Project Overview


Excavation of the tunneling required on Phase IA of the Lesotho Highlands Water Project (LHWP) has been an enormous undertaking. Hereunder is a study of the vital statistics that illustrates the scope of the achievements.

The bi-national, Lesotho Highlands Water Project (LHWP), between the Kingdom of Lesotho (KOL) and the Republic of South Africa (RSA), is one of the most comprehensive engineering projects of its kind in the world, aimed at harnessing the water resources of the highlands of Lesotho to the mutual advantage of South Africa and Lesotho.

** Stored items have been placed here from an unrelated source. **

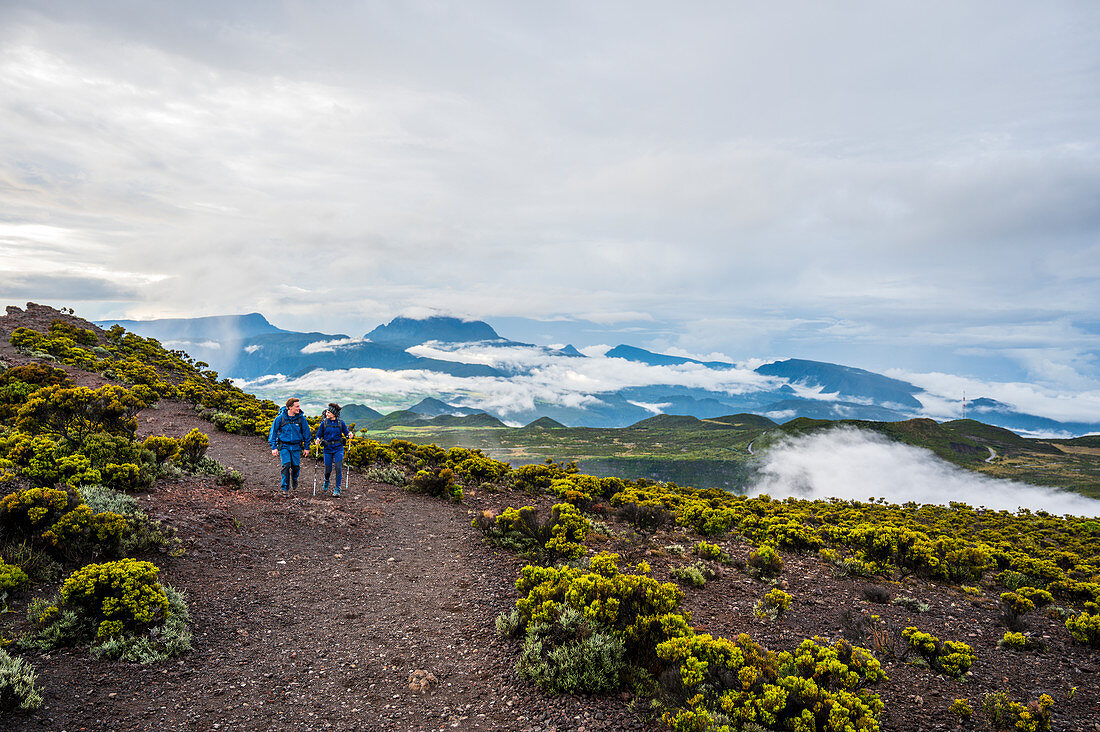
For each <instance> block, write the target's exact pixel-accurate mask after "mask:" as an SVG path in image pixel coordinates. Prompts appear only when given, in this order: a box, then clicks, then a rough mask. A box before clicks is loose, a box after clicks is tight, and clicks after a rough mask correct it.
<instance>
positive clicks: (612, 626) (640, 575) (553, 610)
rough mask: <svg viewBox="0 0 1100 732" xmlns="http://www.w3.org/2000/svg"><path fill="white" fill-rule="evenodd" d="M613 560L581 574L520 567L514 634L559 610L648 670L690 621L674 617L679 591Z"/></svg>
mask: <svg viewBox="0 0 1100 732" xmlns="http://www.w3.org/2000/svg"><path fill="white" fill-rule="evenodd" d="M618 560H619V555H617V554H607V553H601V554H597V555H595V556H594V557H592V558H591V560H590V562H588V567H587V569H581V568H576V567H565V566H562V567H539V566H536V565H528V566H526V567H524V569H522V570H521V571H520V576H519V579H518V580H517V581H516V589H517V590H519V594H520V598H519V600H517V601H516V610H517V611H518V615H519V616H518V627H519V630H525V629H526V627H527V625H528V624H530V623H548V624H549V623H552V622H553V621H554V619H555V618H557V616H558V614H560V613H561V611H562V610H563V609H565V608H572V609H573V610H575V611H577V612H579V613H581V615H582V616H583V618H584V619H585V620H586V621H588V622H591V623H595V624H596V625H598V626H601V627H604V629H606V630H608V631H609V632H610V634H612V635H614V636H615V637H617V638H618V640H620V641H621V642H623V644H624V646H625V649H626V654H627V658H629V659H630V660H631V663H635V664H637V665H640V666H642V667H648V666H650V665H651V664H652V662H653V658H652V654H653V648H654V647H656V646H657V644H658V643H659V642H661V641H664V640H668V638H669V637H674V636H676V635H683V634H684V633H687V632H690V631H691V629H690V626H689V623H690V622H691V616H690V615H689V614H687V613H686V612H682V613H681V612H679V608H680V603H681V602H682V601H683V591H682V590H681V589H680V588H679V587H676V586H675V584H673V583H672V582H663V583H662V582H658V581H657V580H656V579H653V578H651V577H647V576H645V575H636V573H626V572H623V571H620V570H619V568H618Z"/></svg>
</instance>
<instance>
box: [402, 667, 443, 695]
mask: <svg viewBox="0 0 1100 732" xmlns="http://www.w3.org/2000/svg"><path fill="white" fill-rule="evenodd" d="M437 684H439V681H438V680H437V679H436V676H434V675H433V674H432V673H431V671H426V670H423V669H422V668H418V669H416V670H415V671H412V673H411V674H409V688H410V689H412V690H414V691H420V692H423V691H427V690H428V689H430V688H431V687H433V686H436V685H437Z"/></svg>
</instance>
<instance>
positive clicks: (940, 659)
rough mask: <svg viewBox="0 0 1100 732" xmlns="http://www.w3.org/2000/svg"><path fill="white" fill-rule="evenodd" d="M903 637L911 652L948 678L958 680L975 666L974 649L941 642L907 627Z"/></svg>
mask: <svg viewBox="0 0 1100 732" xmlns="http://www.w3.org/2000/svg"><path fill="white" fill-rule="evenodd" d="M902 637H903V638H905V641H908V642H909V647H910V651H912V652H914V653H916V654H919V655H920V656H921V657H922V658H924V660H926V662H927V663H928V666H931V667H932V668H934V669H936V670H937V671H942V673H944V674H946V675H947V676H953V677H955V678H958V677H960V676H963V675H964V674H966V673H967V671H968V670H970V666H972V665H974V648H971V647H970V646H969V645H967V644H966V643H960V642H958V641H941V640H939V638H937V637H936V636H934V635H932V634H930V633H924V632H923V631H919V630H916V629H915V627H912V626H910V627H906V629H905V630H903V631H902Z"/></svg>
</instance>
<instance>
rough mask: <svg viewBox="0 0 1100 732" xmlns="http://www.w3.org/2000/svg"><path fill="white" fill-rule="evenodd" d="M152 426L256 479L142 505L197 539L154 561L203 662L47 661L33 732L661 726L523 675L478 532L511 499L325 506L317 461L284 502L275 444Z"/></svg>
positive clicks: (412, 729)
mask: <svg viewBox="0 0 1100 732" xmlns="http://www.w3.org/2000/svg"><path fill="white" fill-rule="evenodd" d="M141 419H142V424H141V428H140V433H141V434H142V435H149V434H166V435H171V436H176V437H178V436H182V435H184V434H186V433H187V431H188V430H189V429H190V428H191V427H198V428H199V429H202V430H204V431H206V433H208V434H209V435H210V440H211V445H210V449H209V452H208V455H210V457H213V458H215V459H217V460H218V461H219V462H221V463H222V465H224V466H227V467H229V468H234V469H237V470H239V471H240V472H241V473H242V474H243V476H244V477H245V481H244V484H243V485H242V487H241V488H240V489H239V490H233V489H229V488H224V487H220V485H217V484H215V483H213V482H212V481H209V480H198V479H195V480H190V479H189V480H186V481H178V482H176V481H169V482H166V483H160V484H158V485H157V487H156V489H155V490H154V491H151V492H150V493H149V494H145V495H143V496H142V498H141V500H142V503H143V504H144V506H145V507H146V510H147V511H149V512H150V514H151V515H154V516H156V517H158V518H161V520H163V521H165V522H167V523H171V524H172V525H174V526H176V528H177V529H178V532H179V536H180V538H182V539H183V542H184V546H185V548H186V554H185V556H184V557H180V558H176V559H168V558H163V560H162V561H160V562H158V564H160V565H161V566H162V567H163V568H164V571H163V579H164V580H166V581H168V582H169V583H172V584H173V586H175V587H177V588H178V589H182V590H183V591H184V592H185V593H186V597H187V599H188V604H189V607H190V612H191V615H193V632H194V635H195V637H194V646H195V649H194V651H193V653H190V654H189V655H188V656H186V657H184V658H182V659H178V660H174V662H168V663H166V664H160V665H154V666H147V667H143V666H136V665H131V664H122V663H102V662H94V660H91V659H90V658H89V657H88V655H87V651H86V649H70V651H62V652H55V653H53V654H50V655H47V656H43V657H41V658H36V659H34V663H35V664H36V666H37V667H38V669H40V677H41V679H42V680H43V682H44V686H45V707H44V708H43V709H42V710H40V711H38V712H37V713H35V714H34V715H32V717H29V718H25V719H22V720H20V722H19V724H21V725H22V729H26V730H105V731H106V730H272V729H295V730H443V729H466V730H542V731H549V730H625V729H648V728H647V726H646V725H642V724H640V723H639V722H638V720H637V719H636V718H634V717H632V715H631V714H630V712H629V711H627V709H626V707H625V704H624V703H621V700H619V699H615V700H607V699H590V698H571V697H564V698H547V697H543V696H542V695H541V693H539V692H538V690H537V689H536V688H533V687H531V686H530V685H528V684H526V682H525V681H522V680H521V679H519V678H518V677H517V676H516V674H515V671H514V664H515V651H514V648H513V647H511V646H510V644H509V642H506V641H504V640H502V638H499V637H498V636H497V634H496V632H495V627H494V620H495V618H496V615H497V614H498V613H499V612H502V611H503V610H506V609H508V608H509V607H510V605H511V604H513V603H514V602H515V597H516V592H515V588H514V582H515V578H516V576H517V572H518V568H519V566H520V565H519V564H518V562H517V560H516V559H515V558H514V557H511V556H509V555H499V554H497V553H494V550H493V549H492V548H491V547H488V546H486V545H485V544H483V543H482V542H481V539H480V534H477V532H475V531H474V529H473V528H472V527H471V525H470V512H471V511H472V510H475V509H480V507H481V506H482V505H483V504H484V503H485V500H486V499H488V498H495V499H497V500H498V501H503V500H505V499H503V498H502V496H467V500H466V504H465V505H463V504H455V503H448V502H442V501H439V500H436V499H430V498H427V496H422V495H417V494H411V493H407V492H405V491H404V490H401V489H398V488H394V487H392V485H387V484H375V483H366V482H364V480H363V479H362V478H361V477H360V476H359V474H356V473H353V474H352V478H351V482H350V487H348V488H345V490H344V496H343V498H341V499H333V498H331V496H318V498H312V496H310V495H309V494H308V493H309V489H311V487H312V478H311V467H310V466H309V465H308V463H307V466H306V467H304V469H303V477H301V489H303V490H300V491H299V493H298V494H297V495H294V496H293V498H285V496H284V495H282V494H281V493H282V492H281V491H279V490H278V462H277V459H275V458H272V457H271V454H270V452H268V451H267V449H266V444H265V443H264V440H263V439H261V438H257V437H242V436H238V435H227V434H224V433H217V431H215V430H213V429H212V428H211V425H209V424H208V423H205V422H202V420H200V419H199V418H198V417H197V415H196V414H195V412H194V411H193V409H191V408H190V407H189V406H186V405H180V404H174V403H165V404H162V405H161V406H160V407H158V408H155V409H149V411H145V412H144V413H142V415H141ZM319 481H320V478H319ZM418 670H422V671H427V673H429V674H431V675H432V676H433V677H434V679H436V684H433V685H432V686H431V687H430V688H429V689H427V690H426V691H415V690H412V689H410V688H409V677H410V674H414V673H415V671H418Z"/></svg>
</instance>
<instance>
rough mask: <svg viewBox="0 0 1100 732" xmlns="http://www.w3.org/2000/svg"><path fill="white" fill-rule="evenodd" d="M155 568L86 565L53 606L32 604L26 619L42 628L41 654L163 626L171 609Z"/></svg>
mask: <svg viewBox="0 0 1100 732" xmlns="http://www.w3.org/2000/svg"><path fill="white" fill-rule="evenodd" d="M158 571H160V570H157V568H156V567H155V566H153V565H152V564H150V562H147V561H138V560H136V559H120V560H118V561H108V562H103V564H94V565H87V566H85V567H83V568H80V569H78V570H76V571H75V572H73V573H72V575H69V577H68V578H67V579H66V580H65V581H64V582H63V583H62V588H61V590H59V592H58V596H57V600H56V601H55V602H53V603H48V602H32V604H31V607H30V608H29V609H27V616H29V618H30V620H31V622H32V623H33V624H35V625H36V626H37V627H38V632H37V633H36V635H35V637H34V642H35V644H36V645H38V646H40V647H43V648H50V647H56V646H59V645H73V644H76V643H84V642H94V643H96V644H99V643H102V642H105V641H108V640H110V638H112V637H120V636H138V635H144V634H146V633H149V632H150V631H151V630H152V629H153V627H156V626H161V625H164V623H165V621H166V620H167V619H168V615H169V614H171V612H172V607H171V603H169V601H168V597H167V594H166V592H165V589H164V587H162V586H161V583H160V582H158V581H157V579H156V578H157V572H158Z"/></svg>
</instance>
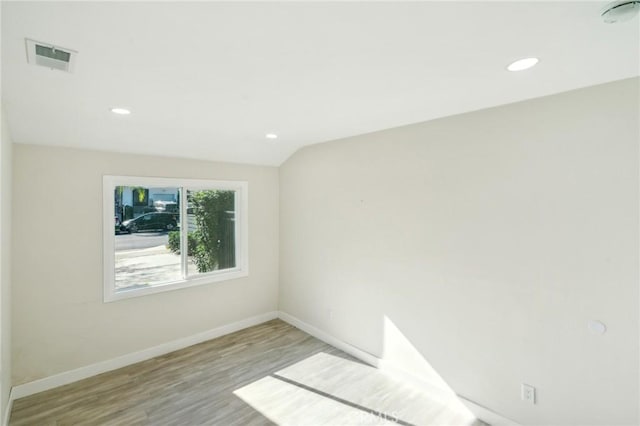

The whole concept of the LHWP can be traced as far back as around the 1930s§, in which the idea of capturing the Lesotho high summer rainfalls by dams and transferring to parts of RSA, enthused South Africa.

Preliminary Studies

The initial survey of the water potential of Lesotho was first introduced by the then British High Commissioner to Lesotho Sir Evelyn Baring around the 1950s. Ninham Shand of South Africa was appointed as consulting engineer to study the potential of harnessing the water of the Maluti Mountains for economic benefit of the Basotho people.
A study of the Oxbow project was undertaken for the Government of Lesotho from 1967 to 1968 (Ninham Shand and Partners, 1968). That study envisaged storage reservoirs at Oxbow and Pelaneng on the Malibamats’o River with tunnels northward to convey water to South Africa. In 1971 the Government of Lesotho (GOL) commissioned a further study (Binnie & Partners, 1971) which concluded that a 94m high Pelaneng dam could be constructed to divert a continuous supply of 8m³/s to South Africa.
In 1974 the Republic of South Africa (RSA) appointed Henry Olivier and Associates to carry out studies in connection with water and power projects in the neighboring countries. In a report submitted to the RSA in 1977 (Henry Olivier and Associates, 1977), ten alternative layouts for diversion of water from Lesotho to the Vaal basin and for possible hydroelectric projects associated with such projects were described.

Joint Preliminary Feasibility Study

A joint preliminary feasibility study of the project with each government appointing its own consultants to assist in the study was carried out in 1978. A preliminary Feasibility report (Olivier, Binnie, 1979) concluded that a constant flow of some 35m³/s could be transferred to South Africa using a phased construction of five reservoirs at Oxbow, Pelaneng, Soai, Polihali and Taung on the Malibamats’o and Senqu (Orange) rivers and approximately 102km of tunnel to transfer water to South Africa. The generation of hydroelectric power in Lesotho was an integral part of the project proposal.